What comparisons to run and what to correct for multiple comparisons?

I've done some investment backtesting where I build random strategies and compare performance. To generate adequate sample size, I ran simulation three times to get 102 strategies. I'm looking at 102 best and 102 worst. I'm also looking at 102 4-rule strategies and 102 2-rule strategies. I tested on two different training periods. I want to test long and short positions. In total, that is 102 * 2 * 2 * 2 * 2 = 1,632 strategies.

I plan to use my spreadsheet program to run "t-test: Two Sample Assuming Unequal Variances" for comparisons.

My two questions are: what to compare and how many multiple comparisons to correct for?

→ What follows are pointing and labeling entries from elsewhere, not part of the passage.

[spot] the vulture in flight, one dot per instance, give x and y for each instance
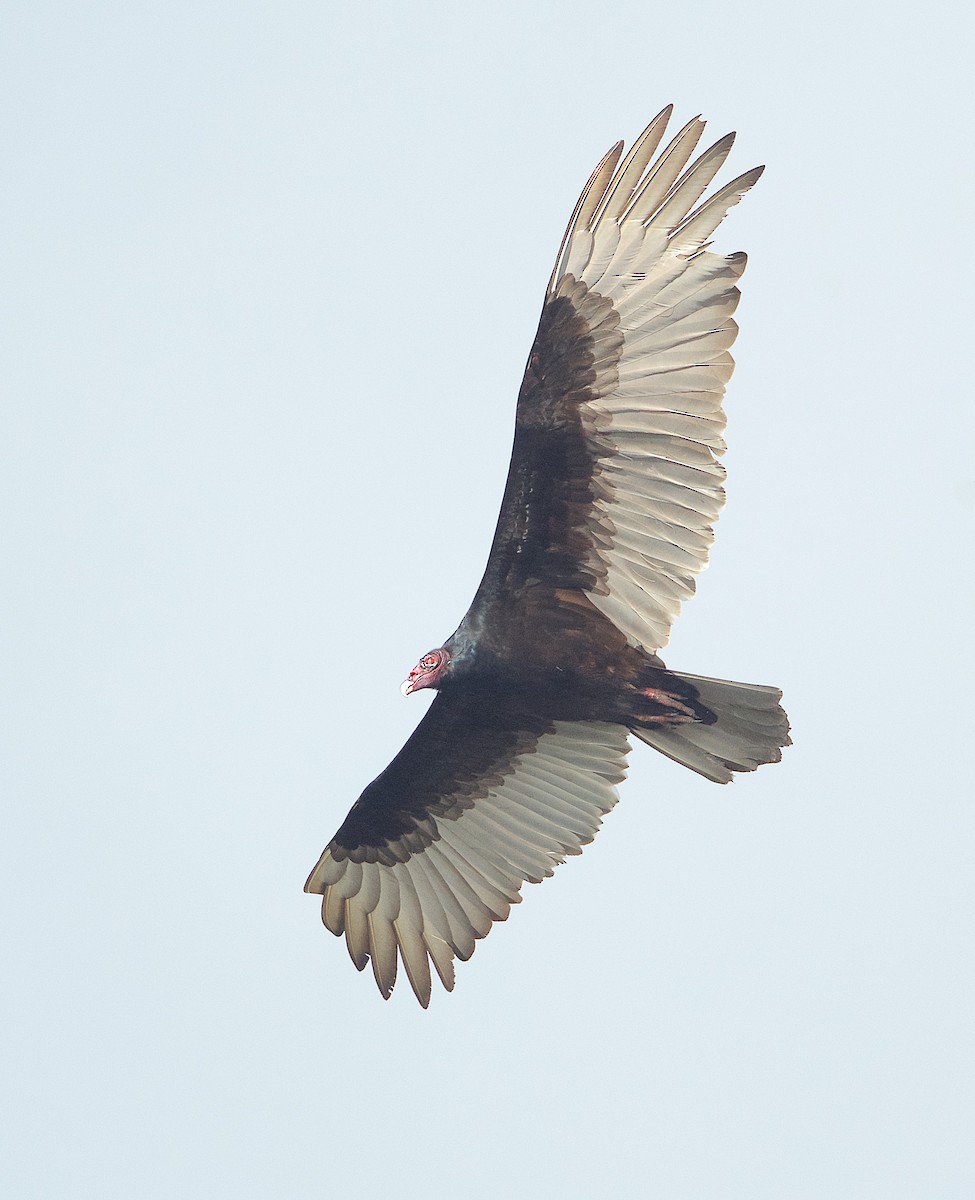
(612, 490)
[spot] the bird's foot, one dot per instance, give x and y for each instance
(675, 711)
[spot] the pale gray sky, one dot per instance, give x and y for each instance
(271, 275)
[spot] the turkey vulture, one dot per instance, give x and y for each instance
(612, 490)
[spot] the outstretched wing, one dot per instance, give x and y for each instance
(438, 846)
(615, 480)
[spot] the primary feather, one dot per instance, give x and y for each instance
(606, 519)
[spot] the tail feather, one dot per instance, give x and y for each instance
(751, 729)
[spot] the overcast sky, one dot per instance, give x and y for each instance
(270, 279)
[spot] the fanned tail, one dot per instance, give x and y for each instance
(751, 729)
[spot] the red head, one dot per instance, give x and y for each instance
(428, 672)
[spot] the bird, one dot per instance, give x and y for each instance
(612, 491)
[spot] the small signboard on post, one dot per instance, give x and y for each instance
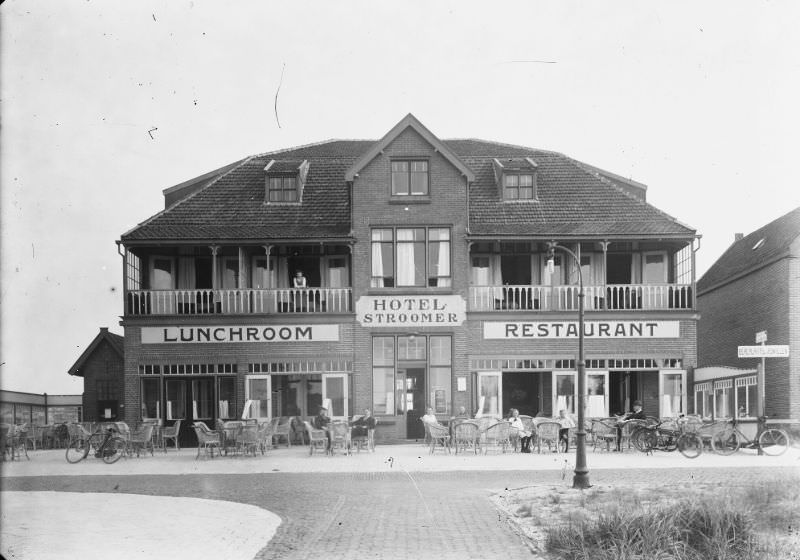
(764, 351)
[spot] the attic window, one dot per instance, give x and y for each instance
(518, 187)
(282, 189)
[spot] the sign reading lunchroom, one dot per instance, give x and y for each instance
(411, 311)
(240, 333)
(591, 329)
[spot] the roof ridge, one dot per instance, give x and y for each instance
(505, 144)
(191, 196)
(580, 165)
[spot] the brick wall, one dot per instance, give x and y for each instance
(767, 299)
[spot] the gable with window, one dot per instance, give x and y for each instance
(410, 257)
(410, 177)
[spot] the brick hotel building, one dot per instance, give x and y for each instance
(424, 283)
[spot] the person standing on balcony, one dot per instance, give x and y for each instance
(299, 281)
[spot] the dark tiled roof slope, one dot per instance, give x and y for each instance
(572, 200)
(741, 257)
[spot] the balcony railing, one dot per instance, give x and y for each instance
(238, 301)
(559, 298)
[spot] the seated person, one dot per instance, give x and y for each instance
(363, 424)
(524, 435)
(636, 414)
(566, 422)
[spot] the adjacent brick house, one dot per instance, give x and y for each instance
(753, 287)
(423, 282)
(102, 367)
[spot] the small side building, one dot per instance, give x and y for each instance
(102, 367)
(754, 287)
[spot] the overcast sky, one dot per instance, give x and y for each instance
(106, 103)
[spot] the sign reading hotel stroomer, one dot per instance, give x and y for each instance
(240, 333)
(411, 311)
(591, 329)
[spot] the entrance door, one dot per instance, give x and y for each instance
(413, 400)
(190, 400)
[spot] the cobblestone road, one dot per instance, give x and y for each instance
(440, 515)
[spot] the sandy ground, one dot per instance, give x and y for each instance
(58, 525)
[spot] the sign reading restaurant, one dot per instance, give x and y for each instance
(411, 311)
(591, 329)
(240, 333)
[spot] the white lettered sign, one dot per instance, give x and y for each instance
(411, 311)
(569, 329)
(240, 333)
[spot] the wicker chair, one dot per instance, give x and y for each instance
(467, 434)
(440, 435)
(317, 439)
(171, 432)
(547, 433)
(498, 436)
(141, 439)
(340, 437)
(207, 439)
(247, 440)
(282, 428)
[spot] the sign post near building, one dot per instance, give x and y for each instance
(763, 351)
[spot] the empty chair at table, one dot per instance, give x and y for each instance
(466, 434)
(207, 439)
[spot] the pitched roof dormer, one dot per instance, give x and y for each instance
(516, 178)
(410, 121)
(284, 181)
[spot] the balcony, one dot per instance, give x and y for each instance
(238, 301)
(633, 297)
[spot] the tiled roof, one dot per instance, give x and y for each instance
(750, 253)
(572, 200)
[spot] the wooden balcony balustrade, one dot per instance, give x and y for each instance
(238, 301)
(645, 297)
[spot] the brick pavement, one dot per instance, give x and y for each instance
(440, 515)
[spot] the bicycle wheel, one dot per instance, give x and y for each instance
(773, 442)
(725, 442)
(114, 449)
(690, 445)
(77, 450)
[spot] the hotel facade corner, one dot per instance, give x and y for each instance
(422, 284)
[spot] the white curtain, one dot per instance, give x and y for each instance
(186, 273)
(377, 266)
(405, 257)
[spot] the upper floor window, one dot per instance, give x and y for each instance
(282, 189)
(518, 187)
(409, 177)
(410, 257)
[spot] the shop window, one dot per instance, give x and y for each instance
(409, 178)
(151, 398)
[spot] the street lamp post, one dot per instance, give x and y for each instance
(581, 478)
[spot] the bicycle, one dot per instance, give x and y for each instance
(770, 441)
(647, 438)
(106, 446)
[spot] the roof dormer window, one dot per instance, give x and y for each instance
(282, 189)
(285, 181)
(516, 178)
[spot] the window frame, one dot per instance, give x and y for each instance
(409, 174)
(442, 281)
(518, 186)
(282, 179)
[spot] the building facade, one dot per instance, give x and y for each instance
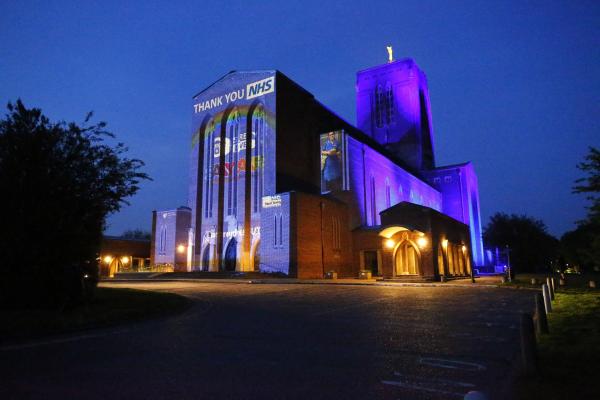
(281, 184)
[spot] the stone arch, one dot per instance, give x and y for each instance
(205, 260)
(407, 258)
(255, 255)
(230, 256)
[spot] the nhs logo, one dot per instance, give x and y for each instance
(260, 88)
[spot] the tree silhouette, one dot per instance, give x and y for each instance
(531, 247)
(59, 183)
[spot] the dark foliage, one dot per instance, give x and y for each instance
(136, 234)
(532, 249)
(59, 183)
(580, 248)
(591, 183)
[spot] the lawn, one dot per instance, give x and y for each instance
(109, 307)
(569, 356)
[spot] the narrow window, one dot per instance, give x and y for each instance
(275, 232)
(257, 162)
(379, 100)
(388, 195)
(251, 166)
(373, 201)
(389, 104)
(280, 230)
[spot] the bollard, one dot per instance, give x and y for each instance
(550, 288)
(540, 318)
(527, 345)
(562, 282)
(547, 301)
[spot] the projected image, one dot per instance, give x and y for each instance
(332, 162)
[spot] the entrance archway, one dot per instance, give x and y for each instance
(206, 259)
(407, 259)
(230, 259)
(256, 256)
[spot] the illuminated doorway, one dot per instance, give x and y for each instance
(230, 256)
(206, 259)
(407, 259)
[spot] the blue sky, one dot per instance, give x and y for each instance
(514, 86)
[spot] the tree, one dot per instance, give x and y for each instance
(590, 184)
(136, 234)
(59, 183)
(581, 247)
(531, 247)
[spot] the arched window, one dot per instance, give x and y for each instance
(162, 248)
(379, 106)
(407, 259)
(231, 159)
(209, 167)
(441, 260)
(373, 203)
(256, 165)
(388, 195)
(389, 104)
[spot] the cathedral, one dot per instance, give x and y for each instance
(279, 183)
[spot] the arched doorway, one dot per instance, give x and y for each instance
(230, 259)
(114, 267)
(441, 271)
(206, 259)
(256, 256)
(407, 259)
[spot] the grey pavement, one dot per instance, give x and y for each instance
(286, 341)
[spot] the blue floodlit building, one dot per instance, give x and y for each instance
(279, 183)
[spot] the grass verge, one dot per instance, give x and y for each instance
(568, 357)
(109, 307)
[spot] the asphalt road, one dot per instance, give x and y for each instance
(288, 341)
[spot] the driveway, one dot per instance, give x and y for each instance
(286, 341)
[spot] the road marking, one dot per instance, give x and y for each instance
(423, 388)
(494, 339)
(492, 324)
(437, 380)
(355, 305)
(452, 364)
(61, 340)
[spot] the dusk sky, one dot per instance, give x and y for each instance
(514, 86)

I am interested in the effects of best vs. worst, # rules, training period, and direction. I guess I have to be concerned with interactions, though. If I collapse and test 816 long vs. 816 short, I might miss an interaction variable (e.g. maybe long and short are not different but 2 vs. 4 rules is and an apparent overall long/short difference might be just due to the 2/4 rules component). Should this be an Anova? Each category is itself mutually exclusive (e.g. a strategy is either long or short) but different categories are not (e.g. both long and short positions may come from 2- and 4-rule strategies).

Is this a 4-factor analysis?

Then--how many multiple comparisons to correct for, or will the Anova do that itself?

Any suggestions--and/or links--are appreciated!